CommonLounge Archive

Why do we need (efficient) algorithms?

September 13, 2016

Introduction

Computers can only do a limited number of operations in a given time, usually about a billion operations per second. Here, by an individual operation, we mean addition, multiplication, assigning a value to a variable, etc. Hence, if we want our algorithm to finish executing in a second or so, then we need to make sure that the total number of operations we are asking it to do is less than 1 billion.

Estimating the exact run-time of an algorithm without implementing and executing it is very tough since it depends on so many factors - including the programming language being used, the compiler, the hardware of the computer itself, and more. Instead, what we’d like to do most of the time, is to estimate the run-time approximately.

Rate of growth

In algorithms, we focus on estimating the execution time as a function of the inputs. In particular, the main focus is how quickly does the execution time grow as a function of the inputs. For example, $f(n) = 5n$ and $g(n) = 100n + 1000$ are equivalent functions in terms of growth with respect to $n$. We simply say both the functions grow linearly. Whereas, $f(n) = 5n$ and $h(n) = n^2$ are not equivalent, since $h(n)$ grows quadratically.

Let’s take an example. Take a look at the following pseudo-code.

def function1(n):
    a = 0
    for (i = 0; i < n; i += 1):
        for (j = 0; j < n; j += 1):
            a += 1
    return a
def function2(n):
    a = 0
    for (i = 0; i < n; i += 1):
        a += n
    return a
def function3(n):
    return n * n

Big-O notation

In the above code, function1 takes time proportional to $n^2$. In particular, notice that the operation a += 1 executes $n^2$ times. Similarly, function2 takes time proportional to $n$ and function3 takes constant amount of time to run regardless of the values of $n$. We write the run-times of function1 as O($n^2$), function2 as O($n$) and function3 as O(1).
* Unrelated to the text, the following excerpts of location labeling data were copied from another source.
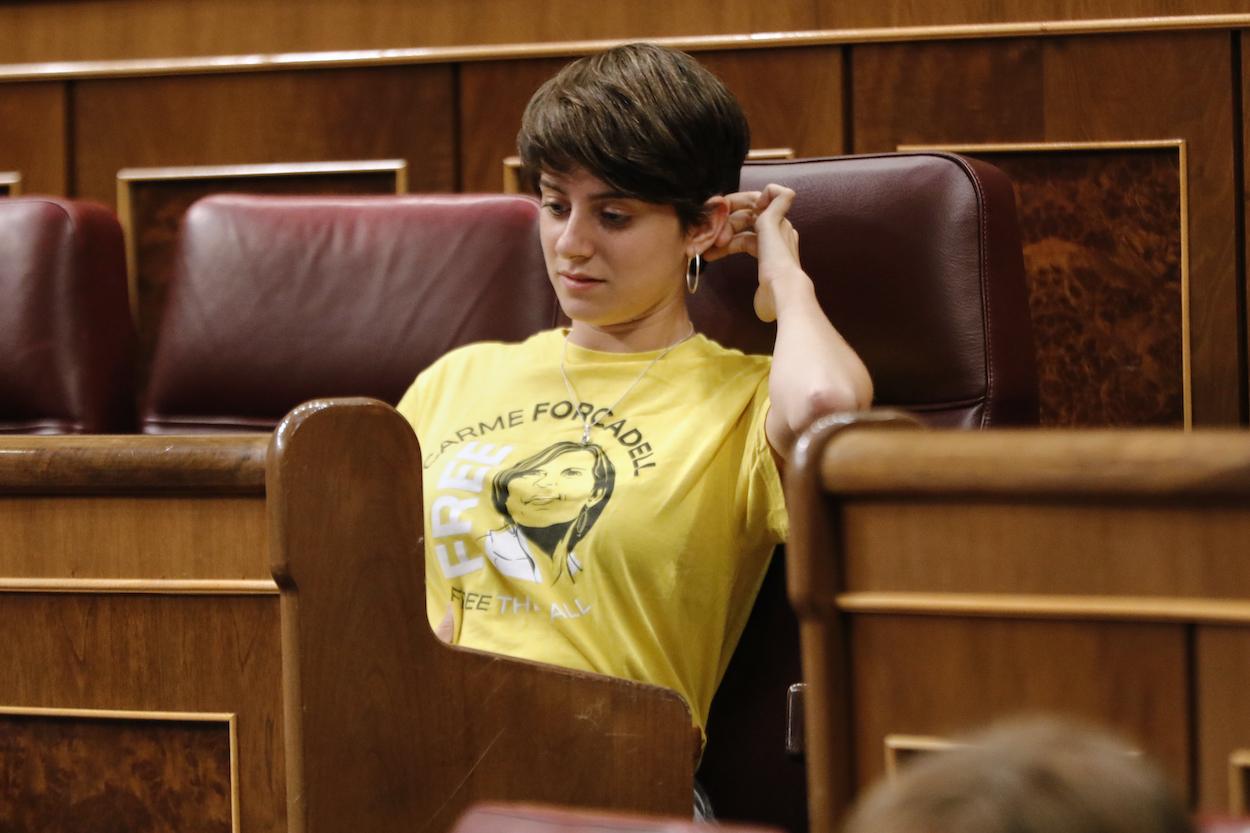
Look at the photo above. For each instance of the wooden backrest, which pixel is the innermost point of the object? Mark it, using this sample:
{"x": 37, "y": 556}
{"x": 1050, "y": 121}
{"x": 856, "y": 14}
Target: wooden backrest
{"x": 234, "y": 627}
{"x": 944, "y": 578}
Having a run-time of O($n$) means that the run-time is less than or equal to cn, for some constant value c (doesn’t depend on n). For function2 in the above example, assuming variable assignment, addition, comparison are one operation each, we can say that number of operations being done is < 10n. In particular, we do approximately $2n$ assignments, $2n$ additions and $n$ comparisons, which is a total of $5n$ operations (Here, we’re treating a += 1 as an addition operation followed by an assignment operation. Don’t forget to count operations done on the loop variable i).

Writing a function in Big-O notation

Converting a function to big-O notation requires two simple rules.
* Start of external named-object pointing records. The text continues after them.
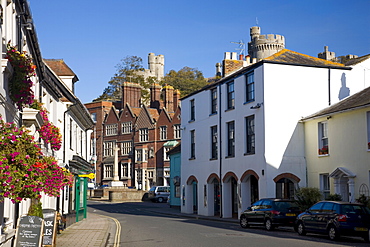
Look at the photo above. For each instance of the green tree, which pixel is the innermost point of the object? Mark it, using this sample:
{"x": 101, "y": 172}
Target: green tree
{"x": 187, "y": 80}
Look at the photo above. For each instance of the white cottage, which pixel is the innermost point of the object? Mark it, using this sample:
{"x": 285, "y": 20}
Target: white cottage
{"x": 344, "y": 130}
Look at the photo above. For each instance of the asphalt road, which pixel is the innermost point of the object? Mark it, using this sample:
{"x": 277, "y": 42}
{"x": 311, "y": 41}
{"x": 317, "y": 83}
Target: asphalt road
{"x": 141, "y": 226}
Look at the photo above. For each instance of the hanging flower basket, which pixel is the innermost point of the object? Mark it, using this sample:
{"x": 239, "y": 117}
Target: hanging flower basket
{"x": 324, "y": 150}
{"x": 24, "y": 171}
{"x": 48, "y": 131}
{"x": 20, "y": 84}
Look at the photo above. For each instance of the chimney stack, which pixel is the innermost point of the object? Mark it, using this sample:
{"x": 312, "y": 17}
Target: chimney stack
{"x": 168, "y": 97}
{"x": 176, "y": 99}
{"x": 131, "y": 94}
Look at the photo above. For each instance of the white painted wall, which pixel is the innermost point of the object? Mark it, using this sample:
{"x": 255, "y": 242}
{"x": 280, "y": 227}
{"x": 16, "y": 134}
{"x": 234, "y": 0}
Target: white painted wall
{"x": 288, "y": 93}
  1. Only consider the highest-order term. (Ignore all lower order-terms.)
  2. Ignore any coefficients or constant factors.

Let’s take an example. Suppose the total number of operations being done is $5n^2 + 30n + 6$. In big-O notation, this function is $O(n^2)$. To get this, first we drop the lower order terms ($30n$ and the constant $6$), and only keep the highest-order term $5n^2$. Next, we drop the constant factor 5.
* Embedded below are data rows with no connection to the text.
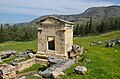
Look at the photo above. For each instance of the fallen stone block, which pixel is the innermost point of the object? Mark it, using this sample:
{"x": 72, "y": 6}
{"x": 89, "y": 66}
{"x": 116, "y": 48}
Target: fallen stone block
{"x": 80, "y": 69}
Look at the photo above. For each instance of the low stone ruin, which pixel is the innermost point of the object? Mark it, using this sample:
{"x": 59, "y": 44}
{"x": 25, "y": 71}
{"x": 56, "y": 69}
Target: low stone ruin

Plot of 5n^2 vs 30n + 6. As n grows larger, 30n+6 becomes negligibly small compared to 5n^2.

In our earlier example, we had $f(n) = 5n = O(n)$ and $g(n) = 100n + 1000 = O(n)$. Since both $f(n)$ and $g(n)$ are O($n$), we said $f(n)$ is equivalent to $g(n)$. However, since $h(n) = n^2 = O(n^2)$, we concluded that $h(n)$ is not equivalent to $f(n)$.

Why do we drop the constant factors?

The big-O notation ignores constants to focus on rate of growth. In the previous example, we can see that when we have a value of $n$ that is 4 times larger, both $f(n)$ and $g(n)$ will become 4 times larger. However, $h(n)$ will become 16 times larger. This is what we mean when we say that big-O notation focuses on how quickly does a function grow.

In practice though, we can’t completely ignore constant factors. Usually all we need to keep in mind regarding constants is that if we did 10 times more operations in the part of the code executing the most number of times, then the code will take 10 times longer to execute. In the code examples we saw, this would be doing 10 times more operations inside the innermost for loop. That is, we try to roughly estimate the constant factor for the highest-order term.

However, assigning the constants meaning in an absolute sense is not feasible since there are other constants buried all over the place. For example, different operations - addition vs multiplication vs comparison - take different amounts of time to execute. Each hardware takes different amounts of time to perform different operations, and some hardwares might be capable of combining two operations into one (is a += 1 one operation - increment, or two operations - addition followed by assignment).

Common algorithm complexities and their run-times

Below table lists some of the commonly occurring run-time complexities. The second column indicates what is the largest value of $n$ for which the code would finish running within 1 second (assuming 1 billion operations per second, and constant c to be about 5-10). The third column provides examples of algorithms (many of which we’ll be learning in this course) with the stated run-time complexity.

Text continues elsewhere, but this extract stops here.